Ukrainian President Volodymyr Zelenskiy was expected to press Washington for more help in a video call with the U.S. Senate at 9:30 a.m. ET on Saturday.
At a meeting on Friday, NATO allies rejected Ukraine’s appeal for no-fly zones, saying they were increasing support but that stepping in directly could make the situation worse.
“Please close the sky … because people are dying,” said Solomiya Zdryko, 18, who fled from Lviv in western Ukraine.
U.S. Secretary of State Antony Blinken was visiting Poland on Saturday and was set to discuss security and humanitarian assistance with Polish officials. Poland has taken in the vast majority of those fleeing Ukraine.
Ukraine’s Defense Minister Oleksii Reznikov said 66,224 Ukrainian men had returned from abroad to join the fight against Russia’s invasion. “These are 12 more combat and motivated brigades! Ukrainians, we are invincible,” he said in an online post.
Ukraine’s military said armed forces “are fighting fiercely to liberate Ukrainian cities from Russian occupiers,” counterattacking in some areas and disrupting communications.
“Units of the invaders are demoralized, soldiers and officers of the occupying army continue to surrender, flee, leaving weapons and equipment on Ukrainian soil,” it said, adding that at least 39 Russian planes and 40 helicopters had been destroyed.

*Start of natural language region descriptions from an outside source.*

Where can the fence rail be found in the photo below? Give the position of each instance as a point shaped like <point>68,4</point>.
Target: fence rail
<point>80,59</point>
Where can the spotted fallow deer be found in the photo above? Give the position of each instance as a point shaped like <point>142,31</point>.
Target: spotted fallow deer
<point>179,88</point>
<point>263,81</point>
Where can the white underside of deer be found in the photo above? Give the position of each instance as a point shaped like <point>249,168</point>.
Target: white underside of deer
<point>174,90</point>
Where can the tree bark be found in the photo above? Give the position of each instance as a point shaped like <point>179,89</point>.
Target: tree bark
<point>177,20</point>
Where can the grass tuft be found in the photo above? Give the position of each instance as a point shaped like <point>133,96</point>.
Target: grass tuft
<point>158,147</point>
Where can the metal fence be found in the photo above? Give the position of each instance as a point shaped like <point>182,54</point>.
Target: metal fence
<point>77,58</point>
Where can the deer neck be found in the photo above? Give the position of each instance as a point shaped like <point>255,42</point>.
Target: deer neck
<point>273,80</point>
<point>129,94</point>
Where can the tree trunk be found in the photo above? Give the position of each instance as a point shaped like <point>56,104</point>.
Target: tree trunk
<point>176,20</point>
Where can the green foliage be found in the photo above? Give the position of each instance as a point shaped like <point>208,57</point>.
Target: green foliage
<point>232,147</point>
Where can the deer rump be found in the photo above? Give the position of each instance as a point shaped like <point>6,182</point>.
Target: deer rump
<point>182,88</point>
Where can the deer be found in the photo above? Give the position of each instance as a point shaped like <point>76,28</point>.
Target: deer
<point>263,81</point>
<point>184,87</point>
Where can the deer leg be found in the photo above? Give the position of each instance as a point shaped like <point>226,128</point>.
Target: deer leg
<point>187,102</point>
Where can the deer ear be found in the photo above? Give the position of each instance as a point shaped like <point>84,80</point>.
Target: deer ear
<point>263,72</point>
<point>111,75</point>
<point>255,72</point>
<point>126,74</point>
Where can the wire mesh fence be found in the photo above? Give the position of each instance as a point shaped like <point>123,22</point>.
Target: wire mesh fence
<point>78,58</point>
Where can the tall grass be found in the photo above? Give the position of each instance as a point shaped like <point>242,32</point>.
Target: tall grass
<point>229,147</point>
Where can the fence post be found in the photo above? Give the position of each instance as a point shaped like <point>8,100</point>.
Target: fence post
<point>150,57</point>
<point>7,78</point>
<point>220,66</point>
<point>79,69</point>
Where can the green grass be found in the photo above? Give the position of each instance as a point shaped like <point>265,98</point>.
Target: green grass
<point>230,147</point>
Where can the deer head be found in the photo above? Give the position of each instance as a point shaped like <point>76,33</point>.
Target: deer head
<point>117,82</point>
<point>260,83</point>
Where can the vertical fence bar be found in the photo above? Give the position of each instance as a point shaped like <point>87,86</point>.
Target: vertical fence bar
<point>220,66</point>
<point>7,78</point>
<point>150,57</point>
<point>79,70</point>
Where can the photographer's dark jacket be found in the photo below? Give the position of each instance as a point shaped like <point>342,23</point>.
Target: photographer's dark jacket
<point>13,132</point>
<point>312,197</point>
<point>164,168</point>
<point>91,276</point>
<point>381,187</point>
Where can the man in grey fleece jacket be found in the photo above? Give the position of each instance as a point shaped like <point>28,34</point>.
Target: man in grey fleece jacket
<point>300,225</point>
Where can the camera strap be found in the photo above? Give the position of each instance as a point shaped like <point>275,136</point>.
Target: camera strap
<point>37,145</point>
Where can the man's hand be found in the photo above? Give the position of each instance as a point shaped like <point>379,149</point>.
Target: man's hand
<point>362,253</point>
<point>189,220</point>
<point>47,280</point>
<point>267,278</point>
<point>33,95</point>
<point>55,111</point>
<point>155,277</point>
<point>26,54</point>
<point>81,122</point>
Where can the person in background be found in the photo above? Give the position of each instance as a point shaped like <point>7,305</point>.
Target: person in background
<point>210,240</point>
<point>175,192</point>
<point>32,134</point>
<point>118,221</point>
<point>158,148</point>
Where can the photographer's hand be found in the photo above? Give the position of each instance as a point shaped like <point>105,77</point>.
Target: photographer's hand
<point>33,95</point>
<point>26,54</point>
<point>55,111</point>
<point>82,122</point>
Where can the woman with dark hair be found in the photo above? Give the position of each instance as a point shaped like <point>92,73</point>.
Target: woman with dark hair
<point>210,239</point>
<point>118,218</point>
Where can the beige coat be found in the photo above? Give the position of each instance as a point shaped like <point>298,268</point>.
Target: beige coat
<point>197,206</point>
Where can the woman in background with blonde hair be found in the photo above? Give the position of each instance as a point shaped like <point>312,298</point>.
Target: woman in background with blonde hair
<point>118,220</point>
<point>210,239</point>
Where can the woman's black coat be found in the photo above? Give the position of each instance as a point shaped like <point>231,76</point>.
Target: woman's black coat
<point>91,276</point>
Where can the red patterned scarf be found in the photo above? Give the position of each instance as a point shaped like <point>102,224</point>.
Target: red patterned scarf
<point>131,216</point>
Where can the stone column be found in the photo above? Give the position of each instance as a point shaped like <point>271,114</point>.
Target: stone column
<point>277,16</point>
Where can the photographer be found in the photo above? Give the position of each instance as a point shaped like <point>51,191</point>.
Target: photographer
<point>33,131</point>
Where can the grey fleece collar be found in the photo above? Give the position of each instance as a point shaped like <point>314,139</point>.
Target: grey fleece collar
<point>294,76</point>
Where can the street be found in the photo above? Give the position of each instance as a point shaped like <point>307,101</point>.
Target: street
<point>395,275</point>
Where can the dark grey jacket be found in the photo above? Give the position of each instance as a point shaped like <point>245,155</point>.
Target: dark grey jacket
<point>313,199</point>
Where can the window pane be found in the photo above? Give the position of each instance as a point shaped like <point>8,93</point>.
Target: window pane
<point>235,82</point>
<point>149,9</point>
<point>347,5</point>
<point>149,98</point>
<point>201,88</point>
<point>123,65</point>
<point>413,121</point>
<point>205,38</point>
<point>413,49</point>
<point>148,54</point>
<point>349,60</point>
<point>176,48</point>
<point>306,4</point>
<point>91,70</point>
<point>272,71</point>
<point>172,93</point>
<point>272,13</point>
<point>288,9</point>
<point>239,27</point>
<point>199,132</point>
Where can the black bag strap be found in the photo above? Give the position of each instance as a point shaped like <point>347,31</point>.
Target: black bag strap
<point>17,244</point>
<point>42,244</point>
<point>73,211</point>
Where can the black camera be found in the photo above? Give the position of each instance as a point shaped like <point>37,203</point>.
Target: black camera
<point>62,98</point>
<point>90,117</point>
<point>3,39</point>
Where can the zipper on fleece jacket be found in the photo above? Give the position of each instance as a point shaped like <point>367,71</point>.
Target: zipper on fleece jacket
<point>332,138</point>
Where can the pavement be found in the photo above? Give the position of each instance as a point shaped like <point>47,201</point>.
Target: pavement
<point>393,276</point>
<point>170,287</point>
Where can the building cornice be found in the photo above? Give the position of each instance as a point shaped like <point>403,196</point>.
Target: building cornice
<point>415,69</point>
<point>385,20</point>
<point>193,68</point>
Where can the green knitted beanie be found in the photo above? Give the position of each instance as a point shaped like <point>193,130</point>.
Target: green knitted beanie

Russia said it had destroyed 82 Ukrainian aircraft, 708 armored vehicles, 74 multiple rocket launchers and 56 drones.
Reuters has not been able to independently verify such accounts from either side.
Russian forces have made their biggest advances in the south, where they captured their first sizable Ukrainian city, Kherson, this week. Bombing has worsened in recent days in the northeast cities of Kharkiv and Chernihiv.
Russia’s parliament passed a law on Friday imposing a prison term of up to 15 years for spreading intentionally “fake” news about the military.